# are there any Betta breeders out there ?



## corrie (Aug 10, 2014)

hi my question is for the betta breeders out there  how hard is it to breed bettas ? how big of a tank do you need to breed them & raise the fry in 
also how to do you condishon the pair for breeding im asking as i have 1female & 2 lovely boys  i want to try my hand at breeding them 
also if i breed my koi female with eather of the boys would i get koi & other colored young ?

here is my female shes a Koi 














My double delta Male Not sure of his age But hes always making bubble nests 








And last but not lest my yellow reg boy i have had him for about a year now


----------



## Rjjm (Jan 1, 2012)

That is a nice female. Unfortunately, in most cases, the males are the ones with dominant gene. As for breeding them, I been breeding mine in hang on type( the ones powered by bubbles ) but of course bubble off during pairing. I find it easier to use this because it has a divider which help both fish being female producing more egg while getting to know the male and the male making nest bubbles. When it looks like she is ready, I take the divider out. At the beginning, the male chases her but after couple of hours, she stops swimming away and swims towards him under the bubble. Good luck


----------



## corrie (Aug 10, 2014)

ok ty for the info  ya i love this little female im thinking of trying her with my double delta male as hes the one making big bubble nests in his tank


----------



## April (Apr 21, 2010)

Lighter colour make the better. I was told you need a cellophane to breed to the koi. 
It's a lot of work and lots of feedings wcs, and then jarring the males as they start showing their tails. 
Daily wcs and 4 meals a day for good growth and fins. Also the guy I know had to use equilibrium to keep the tails growing even and not ratty.
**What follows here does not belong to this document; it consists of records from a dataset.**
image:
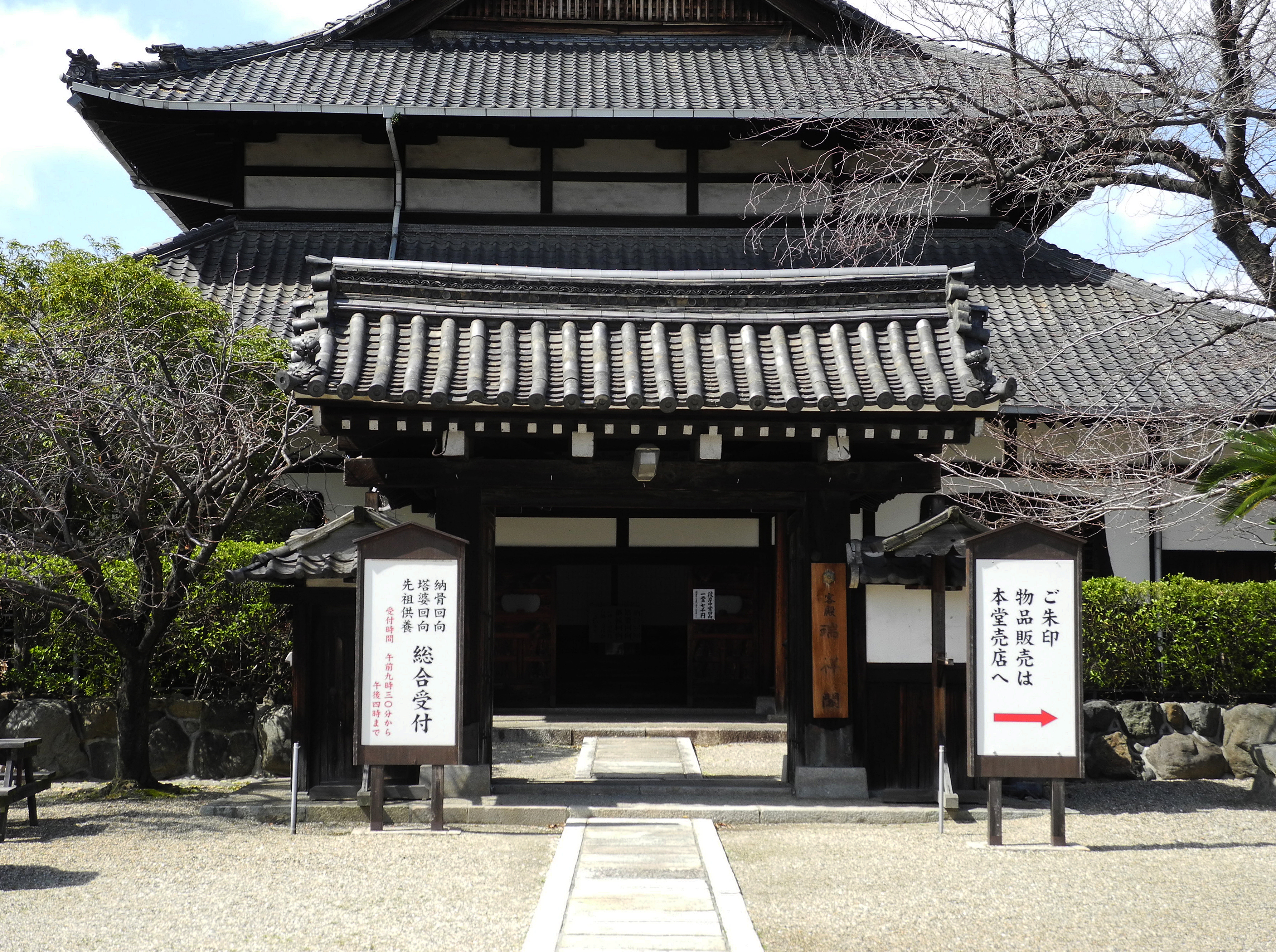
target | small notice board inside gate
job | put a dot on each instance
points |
(1024, 678)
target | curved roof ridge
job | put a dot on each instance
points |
(201, 233)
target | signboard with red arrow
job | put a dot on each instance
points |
(1025, 654)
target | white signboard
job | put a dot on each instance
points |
(410, 653)
(1025, 658)
(705, 604)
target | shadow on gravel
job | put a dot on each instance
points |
(14, 878)
(52, 830)
(1125, 848)
(1160, 797)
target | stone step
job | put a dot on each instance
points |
(701, 736)
(644, 787)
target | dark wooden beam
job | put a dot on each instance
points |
(554, 478)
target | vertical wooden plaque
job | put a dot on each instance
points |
(830, 658)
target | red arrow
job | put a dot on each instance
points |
(1043, 719)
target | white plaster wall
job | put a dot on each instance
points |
(519, 531)
(899, 625)
(738, 198)
(471, 196)
(1127, 536)
(317, 150)
(693, 534)
(619, 156)
(757, 156)
(973, 202)
(619, 198)
(321, 192)
(474, 152)
(899, 513)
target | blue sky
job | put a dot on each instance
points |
(58, 182)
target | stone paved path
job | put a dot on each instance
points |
(641, 885)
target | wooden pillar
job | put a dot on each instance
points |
(781, 612)
(826, 742)
(938, 651)
(461, 513)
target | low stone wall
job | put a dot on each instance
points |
(210, 739)
(1173, 741)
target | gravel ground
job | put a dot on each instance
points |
(741, 760)
(1172, 866)
(154, 875)
(526, 761)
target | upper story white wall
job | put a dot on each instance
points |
(293, 173)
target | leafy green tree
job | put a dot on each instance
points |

Sent from my iPhone using Tapatalk


----------



## Rjjm (Jan 1, 2012)

You should pop by Aprils. She has some nice koi male betta


----------



## aznmidnite (Nov 16, 2015)

Hello corrie,
I have bred crown tail bettas in the past. Back then I just used a 10 gallon half filled with treated water, a sponge filter, kept the bottom of the tank bare (easier for male to pickup eggs, and for cleaning), and a Styrofoam cup cut lengthwise in half (floating in the tank along one of the tank sides as it helps the male keep his bubble nest together (alternatively I had better luck using a round piece of plastic bag I cut from the bags you get when you buy fish, and floating it near one of the tank sides)). 

In my case I just conditioned the pair by feeding them frozen worms, some freeze dried blood worms, along with their usual Hikari Betts pellets. Put the female in a glass hurricane vase and after a few weeks the female started getting plump with eggs and she displayed the vertical stripes.

Once plump with eggs I removed the hurricane vase and let them be. Once they do their thing I remove the female, and let the male proceed with his parenting duties.

I am no expert, as I'm sure there are many other ways to breed them. I can PM you more details later if you'd like, or if you have any questions let me know.

Good luck! 

Sent from my SM-G900W8 using Tapatalk


----------



## LSCHWARTZ (Oct 29, 2014)

You can PM if you have any questions.


----------